Sleeping Beauty by Henry Meynell Rheam, 1899
You probably think you know the story of the cursed girl hidden away in the castle overgrown with thorns. There’s an evil, jealous fairy and a magical spinning wheel, and it all turns out well due to true love’s kiss. It’s one of our most famous, well-loved, and most often retold fairy tales. But “Sleeping Beauty” actually has a long and complicated past, one filled with goddesses, magic rings, astrology, and atrocities far beyond anything you’d ever see in a Disney film.
“Sleeping Beauty” has existed in countless versions around the world, and its roots go back to at least early French medieval texts. We can even connect it to earlier stories about the seasons. The idea of the beauty of nature undergoing a temporary death in the autumn, only to return to life with the arrival of spring, is a cross-cultural concept perhaps best exemplified by the Greek myth of Hades and Persephone. It’s also easily applied to the story of the cursed sleeping maiden who reawakens to a world born anew. This is a tale that repeatedly raises questions of cycles, propriety, and what love really means.

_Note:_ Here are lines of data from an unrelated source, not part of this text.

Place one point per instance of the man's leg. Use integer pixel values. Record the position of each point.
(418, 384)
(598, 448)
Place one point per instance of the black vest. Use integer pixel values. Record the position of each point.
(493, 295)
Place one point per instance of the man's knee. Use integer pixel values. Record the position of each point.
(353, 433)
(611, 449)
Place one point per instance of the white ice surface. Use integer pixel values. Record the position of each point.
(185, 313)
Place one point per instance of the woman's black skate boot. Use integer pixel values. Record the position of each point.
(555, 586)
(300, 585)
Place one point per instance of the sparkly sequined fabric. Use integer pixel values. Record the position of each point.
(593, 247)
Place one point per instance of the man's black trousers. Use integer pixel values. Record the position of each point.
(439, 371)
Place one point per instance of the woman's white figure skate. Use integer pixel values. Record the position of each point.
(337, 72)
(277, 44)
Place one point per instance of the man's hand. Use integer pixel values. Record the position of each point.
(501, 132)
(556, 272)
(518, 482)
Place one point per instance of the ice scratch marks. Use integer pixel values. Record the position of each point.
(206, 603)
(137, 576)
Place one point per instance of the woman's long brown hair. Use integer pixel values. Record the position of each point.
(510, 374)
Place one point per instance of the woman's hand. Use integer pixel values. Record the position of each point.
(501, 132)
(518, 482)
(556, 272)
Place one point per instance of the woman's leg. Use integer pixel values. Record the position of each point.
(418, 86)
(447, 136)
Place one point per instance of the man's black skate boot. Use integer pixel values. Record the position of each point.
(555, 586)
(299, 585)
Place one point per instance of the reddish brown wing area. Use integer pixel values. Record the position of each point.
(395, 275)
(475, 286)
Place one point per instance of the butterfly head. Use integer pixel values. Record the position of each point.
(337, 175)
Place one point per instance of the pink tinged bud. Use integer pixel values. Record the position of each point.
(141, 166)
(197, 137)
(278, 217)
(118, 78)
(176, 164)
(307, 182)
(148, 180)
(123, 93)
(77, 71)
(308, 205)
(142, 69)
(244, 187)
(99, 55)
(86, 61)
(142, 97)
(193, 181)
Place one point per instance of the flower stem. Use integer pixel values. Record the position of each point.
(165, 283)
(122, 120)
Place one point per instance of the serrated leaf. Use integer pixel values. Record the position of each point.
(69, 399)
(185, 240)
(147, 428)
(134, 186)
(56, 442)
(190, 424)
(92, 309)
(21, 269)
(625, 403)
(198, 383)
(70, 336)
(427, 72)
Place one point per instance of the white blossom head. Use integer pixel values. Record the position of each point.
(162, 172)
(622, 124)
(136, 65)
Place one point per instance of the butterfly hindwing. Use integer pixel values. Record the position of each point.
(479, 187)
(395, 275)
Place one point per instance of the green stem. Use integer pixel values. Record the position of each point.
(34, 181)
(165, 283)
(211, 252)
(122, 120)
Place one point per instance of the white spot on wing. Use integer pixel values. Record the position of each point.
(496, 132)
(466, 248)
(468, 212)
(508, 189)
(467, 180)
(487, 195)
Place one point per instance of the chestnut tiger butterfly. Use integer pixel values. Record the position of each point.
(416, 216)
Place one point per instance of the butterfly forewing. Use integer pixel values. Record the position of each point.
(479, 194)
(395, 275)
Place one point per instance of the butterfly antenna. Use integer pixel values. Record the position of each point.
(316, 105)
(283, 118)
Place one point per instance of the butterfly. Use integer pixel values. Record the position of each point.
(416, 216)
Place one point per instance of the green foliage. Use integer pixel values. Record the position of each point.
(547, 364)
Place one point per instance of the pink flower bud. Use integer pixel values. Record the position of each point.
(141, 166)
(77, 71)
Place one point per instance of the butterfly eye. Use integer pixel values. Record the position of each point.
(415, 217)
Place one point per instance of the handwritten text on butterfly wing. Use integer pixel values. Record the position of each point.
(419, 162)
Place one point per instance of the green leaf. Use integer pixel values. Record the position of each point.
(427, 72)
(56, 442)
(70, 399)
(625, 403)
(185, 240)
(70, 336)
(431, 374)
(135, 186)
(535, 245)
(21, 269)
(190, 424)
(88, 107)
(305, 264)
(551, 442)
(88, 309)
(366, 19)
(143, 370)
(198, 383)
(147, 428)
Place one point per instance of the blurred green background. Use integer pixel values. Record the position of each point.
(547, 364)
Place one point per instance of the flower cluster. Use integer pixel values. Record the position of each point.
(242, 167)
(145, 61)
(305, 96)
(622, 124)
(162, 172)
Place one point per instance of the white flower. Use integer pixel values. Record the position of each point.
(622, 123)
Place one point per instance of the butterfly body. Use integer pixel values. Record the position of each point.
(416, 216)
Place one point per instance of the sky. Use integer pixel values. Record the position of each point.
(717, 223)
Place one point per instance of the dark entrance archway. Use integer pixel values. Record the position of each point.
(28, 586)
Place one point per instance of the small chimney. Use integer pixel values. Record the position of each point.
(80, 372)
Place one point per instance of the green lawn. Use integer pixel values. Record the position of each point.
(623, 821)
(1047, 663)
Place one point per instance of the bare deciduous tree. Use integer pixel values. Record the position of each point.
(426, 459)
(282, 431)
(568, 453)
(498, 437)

Folklorists Sara Cleto and Brittany Warman of the Carterhaugh School of Folklore and the Fantastic explore “Sleeping Beauty,” delving into how people tell the story around the world, what changes it has undergone, and how it has been retold to tackle new ideas in recent times. What captivates us so much about this tale, and how might we take possibly the most passive fairy-tale princess of all and make her relevant for modern audiences? The lecture also includes a few prompts for audience interaction.
Cleto and Warman are former instructors of folklore and literature at Ohio State University and co-founders of the Carterhaugh School of Folklore and the Fantastic.